Ainda no mesmo barco está a HBO. A empresa é uma das cabeças do movimento que é a favor dos downloads. Tanta indiferença a essa prática devesse ao fato de Game of Thrones ser a série mais vista e mais pirateada do mundo. O prêmio foi vencido pelo programa por 3 anos consecutivos. Mas GoT também passa por um fenômeno curioso. Desde a segunda temporada a série passou a ser exibida simultaneamente entre EUA e vários países do mundo, entre eles o Brasil. Quem gosta da versão legendada pode conferir ao mesmo tempo de quem gosta da dublada. E não é só isso, a venda de DVD’s e Blu-ray’s aumentou cerca de 44% mesmo com tanta pirataria.
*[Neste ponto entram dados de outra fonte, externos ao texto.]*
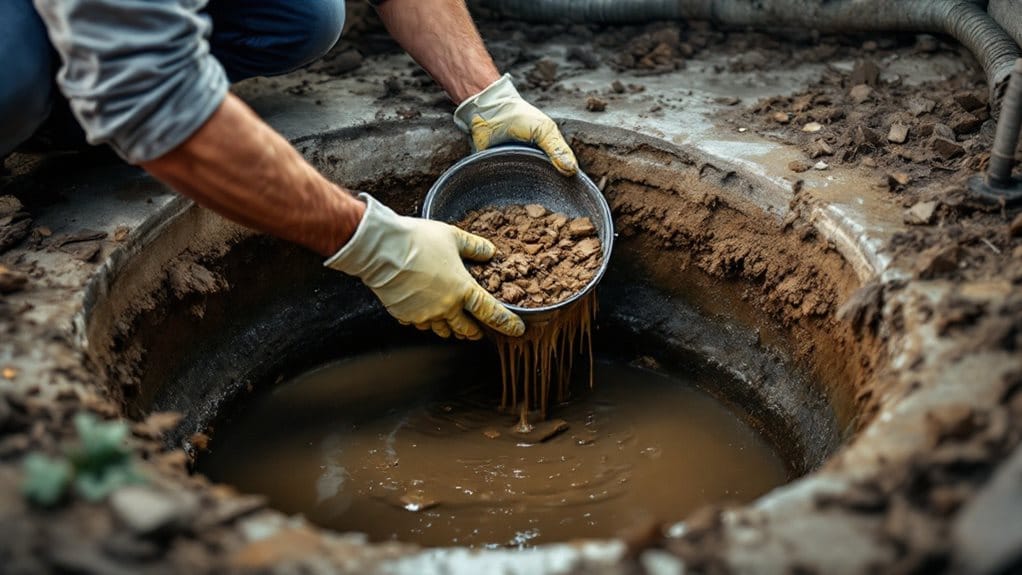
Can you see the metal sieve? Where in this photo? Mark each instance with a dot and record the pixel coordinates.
(518, 175)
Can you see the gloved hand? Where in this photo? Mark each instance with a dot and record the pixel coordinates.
(414, 267)
(498, 114)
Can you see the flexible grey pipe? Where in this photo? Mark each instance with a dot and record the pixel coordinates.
(964, 19)
(999, 174)
(1008, 13)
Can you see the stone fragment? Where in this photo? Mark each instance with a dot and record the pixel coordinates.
(536, 210)
(11, 280)
(918, 106)
(581, 227)
(971, 100)
(150, 511)
(897, 179)
(945, 149)
(1015, 229)
(861, 93)
(965, 123)
(897, 134)
(937, 260)
(820, 147)
(866, 73)
(541, 431)
(798, 165)
(921, 213)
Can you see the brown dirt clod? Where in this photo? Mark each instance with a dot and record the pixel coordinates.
(542, 257)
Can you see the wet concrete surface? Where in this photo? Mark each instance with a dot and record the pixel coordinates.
(947, 394)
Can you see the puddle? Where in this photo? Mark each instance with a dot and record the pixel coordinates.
(407, 444)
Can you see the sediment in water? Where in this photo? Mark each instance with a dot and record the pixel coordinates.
(545, 355)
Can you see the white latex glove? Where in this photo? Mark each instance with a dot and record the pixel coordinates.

Buscando um sucesso parecido, ou tentando evitar a pirataria de outras séries, o canal também adiantou a exibição das novas temporadas de várias atrações como The Leftovers. A empresa também lançou o HBO Go, um sistema que permite que assinantes possam acessar o conteúdo de várias plataformas como tablets e celulares.
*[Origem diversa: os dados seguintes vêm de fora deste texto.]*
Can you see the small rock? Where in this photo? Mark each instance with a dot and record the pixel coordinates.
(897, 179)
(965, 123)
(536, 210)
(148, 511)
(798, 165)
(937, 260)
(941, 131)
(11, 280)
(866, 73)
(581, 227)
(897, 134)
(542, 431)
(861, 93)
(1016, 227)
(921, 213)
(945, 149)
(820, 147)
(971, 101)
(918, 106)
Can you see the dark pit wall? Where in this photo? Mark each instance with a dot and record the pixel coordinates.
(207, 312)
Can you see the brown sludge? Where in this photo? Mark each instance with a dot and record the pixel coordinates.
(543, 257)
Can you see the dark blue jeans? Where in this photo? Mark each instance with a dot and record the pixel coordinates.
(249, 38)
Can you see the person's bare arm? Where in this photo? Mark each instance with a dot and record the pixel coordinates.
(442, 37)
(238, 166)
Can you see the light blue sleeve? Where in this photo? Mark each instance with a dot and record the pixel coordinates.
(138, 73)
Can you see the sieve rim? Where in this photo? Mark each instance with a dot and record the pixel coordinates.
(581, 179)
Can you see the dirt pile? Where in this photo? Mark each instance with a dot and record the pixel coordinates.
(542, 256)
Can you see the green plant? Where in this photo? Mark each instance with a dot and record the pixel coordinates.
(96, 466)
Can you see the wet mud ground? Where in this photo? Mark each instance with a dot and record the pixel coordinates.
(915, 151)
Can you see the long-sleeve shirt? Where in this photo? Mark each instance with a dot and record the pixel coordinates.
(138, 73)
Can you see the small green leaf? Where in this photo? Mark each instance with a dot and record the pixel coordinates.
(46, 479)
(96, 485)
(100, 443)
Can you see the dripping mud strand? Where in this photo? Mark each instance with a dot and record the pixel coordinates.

Mas nem todas as séries do mundo passam na Fox ou na HBO e aí é que está o problema. Ainda existe hoje em dia uma discrepância enorme entre a exibição de programas lá fora e aqui dentro. O caso mais comum é o da Warner. A empresa possui um catálogo de sucessos como Arrow, Gotham, The Flash, The Big Bang Theory e muitos outros, mas comete o crime com seu assinante de demorar uma semana, ou mais, para passar um episódio inédito. Olhando pelo lado do download, é possível ter acesso ao episódio da semana com, no máximo, dois dias de diferença. E é esse intervalo tão curto que torna a pirataria tão atrativa. É como pegar a mulher mais linda da festa sem fazer esforço nenhum. A Sony é outro canal que continua alheio ao problema. Agents of SHIELD e Agent Carter possuem um delay considerável em sua exibição. Warner e Sony são pacotes básicos em qualquer pacote de TV por assinatura. Já a HBO faz parte dos pacotes mais caros oferecidos pelas empresas. Se você quiser comprá-lo avulso precisa desembolsar no mínimo R$50,00. Então por que a Warner ainda prefere ignorar que está parada no tempo? Só os executivos podem responder essa questão.
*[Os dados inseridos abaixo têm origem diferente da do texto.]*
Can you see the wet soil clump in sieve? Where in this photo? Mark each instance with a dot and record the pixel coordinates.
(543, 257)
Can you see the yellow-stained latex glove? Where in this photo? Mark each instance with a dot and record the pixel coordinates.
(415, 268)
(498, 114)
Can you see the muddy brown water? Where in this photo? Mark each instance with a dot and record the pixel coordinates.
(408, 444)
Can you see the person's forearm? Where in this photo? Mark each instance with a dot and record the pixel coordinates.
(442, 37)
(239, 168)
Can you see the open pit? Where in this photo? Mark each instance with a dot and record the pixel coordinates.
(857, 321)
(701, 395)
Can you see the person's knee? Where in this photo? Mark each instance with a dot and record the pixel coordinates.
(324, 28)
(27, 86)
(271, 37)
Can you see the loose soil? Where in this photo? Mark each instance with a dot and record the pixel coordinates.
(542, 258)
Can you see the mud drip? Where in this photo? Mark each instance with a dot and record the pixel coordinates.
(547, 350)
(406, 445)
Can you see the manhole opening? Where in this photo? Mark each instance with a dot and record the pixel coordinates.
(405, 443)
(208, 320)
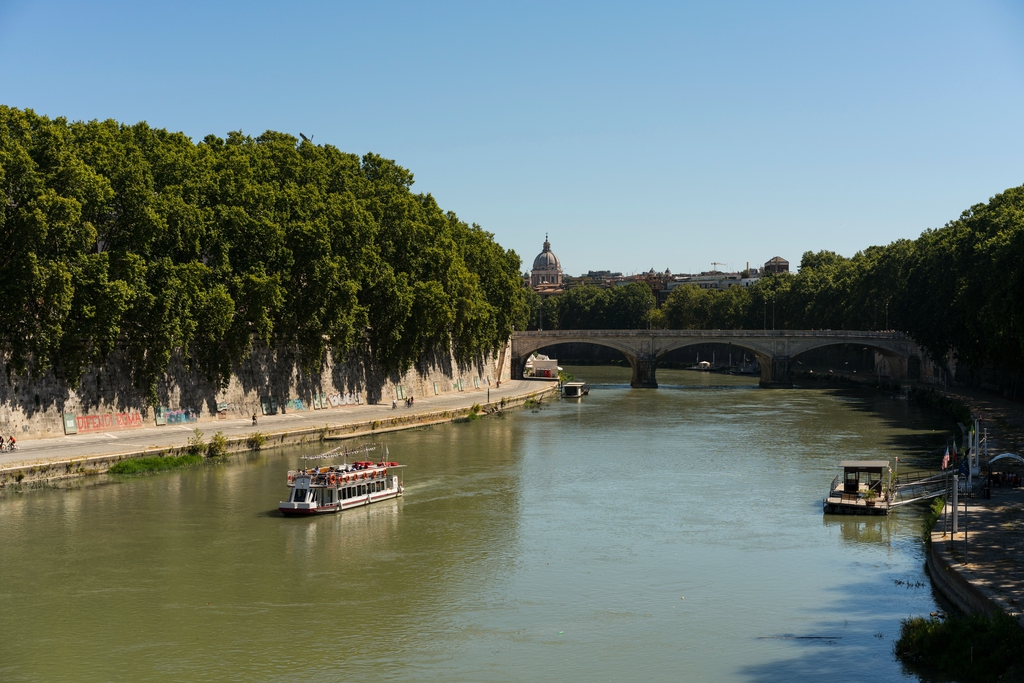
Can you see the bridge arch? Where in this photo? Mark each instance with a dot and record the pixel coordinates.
(769, 373)
(522, 351)
(772, 348)
(900, 360)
A pirataria funciona até mesmo para sites e geradores de conteúdo relacionados a cultura pop. Esse acesso fácil em alguns casos é o que alimenta críticas, análises e um punhado de conteúdo especial. Imagine se todos esperassem pela boa vontade dos canais pré-históricos? E isso casa com a necessidade do público de debater, comentar e criticar. Vivemos num mundo dinâmico, onde perder tempo é praticamente inaceitável.


Aposto que você já ouviu falar da Netflix, não é? Melhor, aposto que você faz parte dos 2,2 milhões de usuários do serviço de streaming. A Netflix é o novo queridinho do público e possui um sistema anti-pirataria que consegue ser eficiente até certo ponto e atrativo também. Lançar todos os episódios de uma série ao mesmo tempo é a alegria dos fãs. Maratonas e mais maratonas de House of Cards, Breaking Bad e daqui a pouco de Demolidor. Isso impede que os torrents apareçam? Não. Mas diminui consideravelmente os downloads. Ainda assim a Netflix não é perfeita. O catálogo nacional é inferior ao americano com a ausência de grandes séries, além da demora para o lançamento de novos filmes por exemplo. E é nessa falha que o maior inimigo da Netflix se fortalece, o Popcorn Time.


O serviço conhecido como “Netflix para pirataria” surgiu em março do ano passado e já abocanhou milhões de usuários. Muitos são atraídos pela rapidez com que o catálogo é atualizado, mesmo que a qualidade de som e imagem sejam precária. Seria algo como “o apressado come frio mas vê primeiro que todo mundo”. A empresa está tomando providências em relação a esse forte concorrente. O CEO e criador da empresa Reed Hastings está trabalhando numa maneira de tornar o conteúdo global, sem diferenças entre os países. É uma ideia linda, mas quase impossível de acontecer. Muito por causa dos estúdios de Hollywood, que monopolizam a distribuição de filmes e redigem contratos que obrigam a existência dessa “fronteira de conteúdo”.


A verdade é que a pirataria é um meio dentro de uma estrada que não tem fim. Enquanto existir essa preguiça corporativa e esse jogo de interesses, o público vai ficar nas sombras se aproveitando dos “Robin Hoods” da internet, que tiram dos mais ricos e dão aos mais espertos. Se isso vai acabar com a TV por assinatura e outros serviços ninguém pode dizer. Mas o que se pode tirar disso tudo é que a paciência do público já acabou faz tempo.